彼らは世界で最初に馬を飼い慣らし、家畜として利用する方法を考え出したと言われています」

 そのまんまかよ!
 ファンタジーなんだからもっと凄い存在かと思ったのに、拍子抜けにも程があるだろ!

「そうやって彼らは、馬を用いて世界の隅々にまで広がり、莫大な富を得たそうです」
「その話がわたしといかなる関係があるのですか?」
「重要なのはここからですよ。世界中に広まった馬の民は、求められると富と引き替えに馬を操る方法を売り渡し、それにより彼らは一時期、更に豊かになりました。しかしその結果、彼らの力の源であった『馬』は誰もが使えるものとなってしまいました」
「それって……つまり……」

 ここまでくればファザールが何を言いたいのかはオレにだって明らかだ。

「そうです。秘密を明かしてしまった『馬の民』はそれ故に衰退、消滅してしまったと言われているのです」

 ファザールの口にした『馬の民』の伝説はこの世界における『秘密を明かす危険』を唱えるものなのか。

「アルタシャ様の考えならば『馬の民』の広めた知識で誰もが馬を使えるようになったのだから、より多くの人間が幸せになった、と言えるかもしれません。しかしその結果として自らが衰退することを喜ぶ者は少ないでしょう」

 オレは聖女教会なんぞ皆殺しになればいい、とまでは思っているわけではないが、衰退するぐらいなら自業自得だろう。
 しかしファザールの言うことも分からないわけではない。
 聖女教会に限らず秘密を明かそうとするものに対し、この世界はオレが考えていたよりもずっと不寛容なのだ。
 さすがにこの世界の常識を吹っ飛ばして、オレの考えを押し通すのは不可能だろう。

「ファザールさんのおっしゃる事も分かります。ですが知識を広めるべきか隠すべきかというのは、どちらかが正しく、どちらかが間違っている、という話では無いはずです」
「そうです……しかしそれが間違いだった場合、危うくなりかねない側のものが心配するのは当然ではありませんか?」

 オレがファザールの立場だったら、やっぱり王子や自分の立場、国の安寧を優先して、同じ事を言い出しかねないだろうな。
 それは分かっているが、それでも同意できないものが世の中にはあるのだ。
 仕方ないのでオレはここで敢えて、いまファザールが触れていない事実を指摘することにした。

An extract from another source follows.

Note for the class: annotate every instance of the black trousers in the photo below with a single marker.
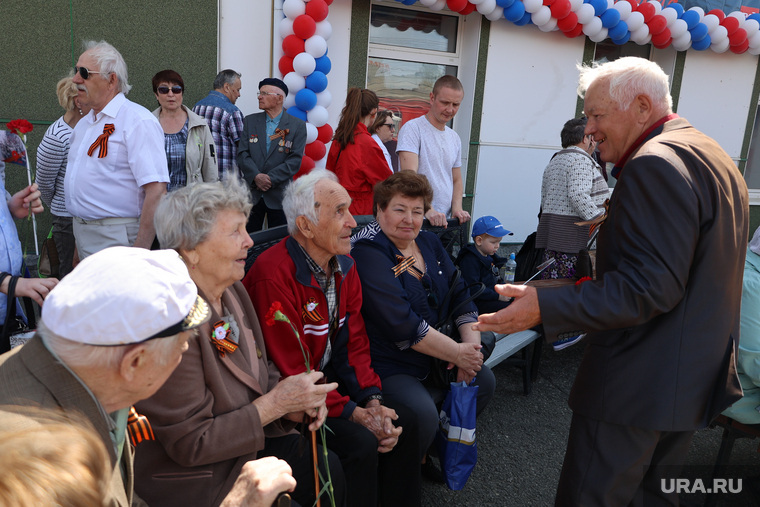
(609, 464)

「ファザールさんは、わたしがこの国にいると危ういとおっしゃりたいのでしょうけど、テマーティン王子はこの前、わたしに舞踏会に出るようにお願いしてこられましたよ」

 オレの指摘にファザールは渋い顔をする。

「殿下は元からそういう遊びが少々過ぎるお方なのです……小官もずっと諫めてはいるのですが……」

 そうなのだ。
 テマーティンはことある毎にオレを着飾らせた上で、宮廷に誘おうとする。
いきなり国王に謁見とか、そこまではいかないだろうけど、宮廷で行われるパーティなどに顔を出す事を望んでいるようだ。
 髪は黒く染めているし、入念に化粧をすれば、聖女教会の人間でもオレだと気付く事はまずないだろう。
 女になったオレをしっかりと見た事があるのは、オスリラとあとはレシーラしかいないのだ。
 この世界には写真など無いし、似顔絵付の手配書が回っているわけでもないので簡単にばれることはあるまい。
 だがそれでも大胆にすぎる行いであることは間違い無い。
 むろんオレは宮廷における貴族同士の会話など、とてもつとまらないと言って何度も断ったが、テマーティンは『何も言わず、無言で同行してくれさえすればいい』としつこくいいよってくるのだ。
 その意図がどこにあるのか分からない程、オレもバカではない。
 要するにテマーティンは将来、オレを嫁にしたときの予行演習がしたいのだ。
 それとたぶん聖女教会に追われている『選ばれし者』であるオレを同行させて、そのスリルを楽しみたいという困った嗜好もある気がする。
 まったく。
 火遊びがすぎて、つい先日には命を落としかけたというのに、まだ次の火遊びに出るとは、ひょっとしてスリルジャンキーなのか、あの王子様?
 自分に圧力をかけてきている相手でありながら、目の前で苦悩しているファザールにオレは少々同情していた。